Unfortunately, the large size of the inner joined matrix suggests to me that this remains a costly method. That, combined with the inconsistent performance, suggests that this remains a risky strategy for performing distance calculations from all points to all other points.

Hiccups

This Cythonized branch of Geopandas is still quite new. As a result, not everything is ready for primetime. Thus, working with the library on this branch can be a bit tricky. I just wanted to post some of the hiccups I encountered, here, for reference should they be of interest to others working through the new branch:

Geometry Column TypeError

If you try to create a GeoDataFrame with a column named geometry, you can run into trouble. I made an issue on Github about this.

stl_gdf = gpd.GeoDataFrame(stl_df, geometry=stl_gs)
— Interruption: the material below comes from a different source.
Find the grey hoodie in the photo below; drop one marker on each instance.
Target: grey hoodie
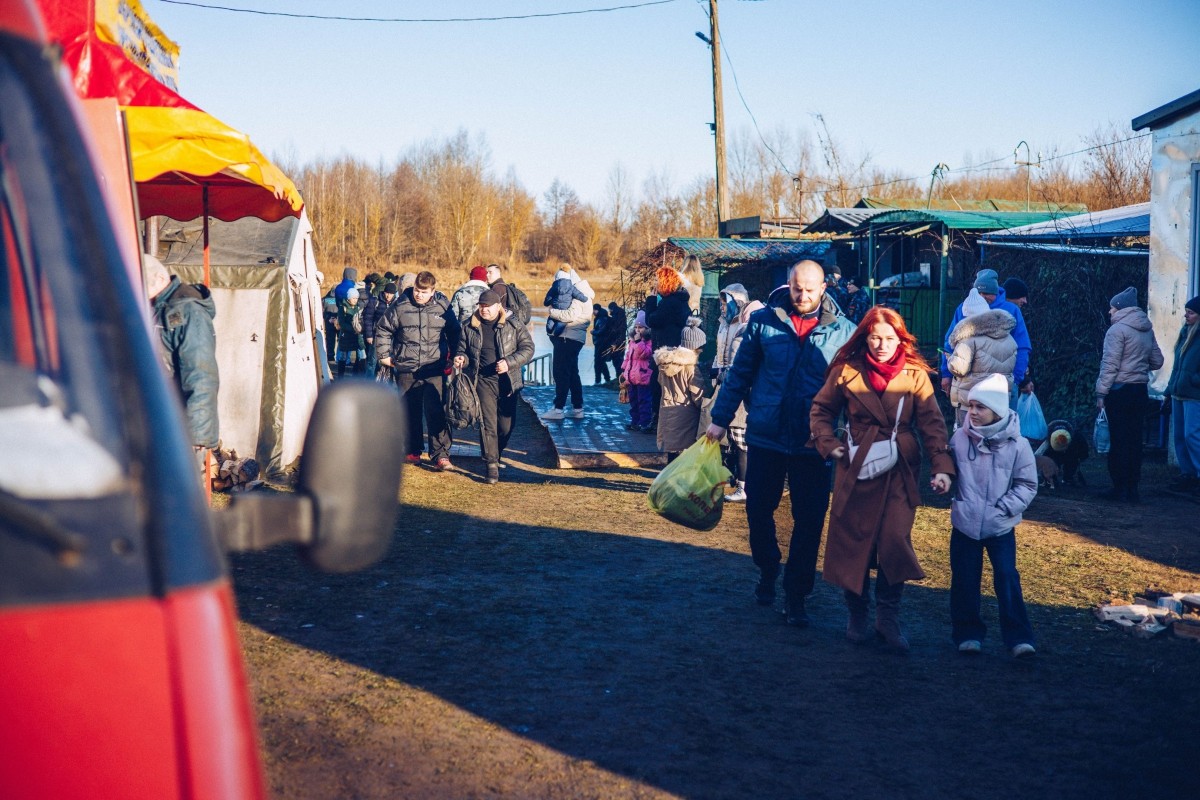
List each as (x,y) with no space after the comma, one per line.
(1131,350)
(997,479)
I convert the geometry column to Shapely objects like so:

stl_geoms = [loads(s) for s in stl_df.geometry.values]
stl_gp_geoms = gpd.GeoSeries(stl_geoms)

I then attempt to create a GeoDataFrame in the cython branch of GeoPandas like so:

stl_gdf = gpd.GeoDataFrame(stl_df, geometry=stl_gs)

In the main branch of GeoPandas, this would work. The geometry series provide via the kwarg would override the one existing in the stl_df (type string).

Some Common Pandas Methods Do Not Work

Asking for the .head() of the GeoDataFrame results in a TypeError which likely is the result of a Pandas trying to interpret the geometry column. Either way, you’ll need to make sure to sub select out the geometry column if you want to use head.

Similar methods for printing information run into TypeErrors for the same reason as well. For the time being, it’s hard to visualize the geometry column data alongside the other non-geometry data as one is working (a common workflow pattern when, say, working in Notebooks). This is something actively being resolved and may not be an issue by the time you read this.

Naive Comparison: Julia

I was curious how the Cythonized performance would stack up against a language with more rigoroud typing. For no reason other than curiosity in the Julia language, I thought it might be interesting to compare to it. Thanks to the LibGEOS library in Julia, GEOS bindings are possible through the language, similar to how Shapely works.

Reading in the table allowed me to extract all the WKT strings and create an array of geometries.

stl = readtable("stl.csv")

geometries = []

# Read table column w/ Geoms in and convert each WKT string

# to a geometry (using a 1000 long example dataset)

for (index, value) in enumerate(Array(stl[:geometry]))
    # Add it to the list of geometry objects

    push!(geometries,parseWKT(value))
end

With the resulting list, I created a simple nested for loop to mimic the operations necessary to calculate all distances from all geometries to all others in the array. The loop is shown, below:

# Have a nested for loop that pairs each geometry with

# all others in the list

for (index, g1) in enumerate(geometries)
    for (index, g2) in enumerate(geometries)
        # Calculate the distance then do something

        distance(g1,g2)
    end
end

With the results, I was able to observe an average performance time of 50-55 seconds. This appears to be slightly slower than the Cythonized Geopandas. I concede that, due to my limited familiarity with Julia, it is quite likely that I incorrectly designed the operation and I could have done more to specify the type of the geometry array so as to enable the compiler to vectorize that operation correctly (assuming it was not). If anyone reading this has familiarity with Julia, I would be curious to hear their input.

Final Thoughts

This is just my first evening really diving into the latest with Cythonized Geopandas, so hope these notes were of interest. They may not be relevant in a few weeks, so there’s that as well. The commit I was working off of was ff3677c. Thanks again to Matt Rocklin and Joris for all their work this year on Geopandas.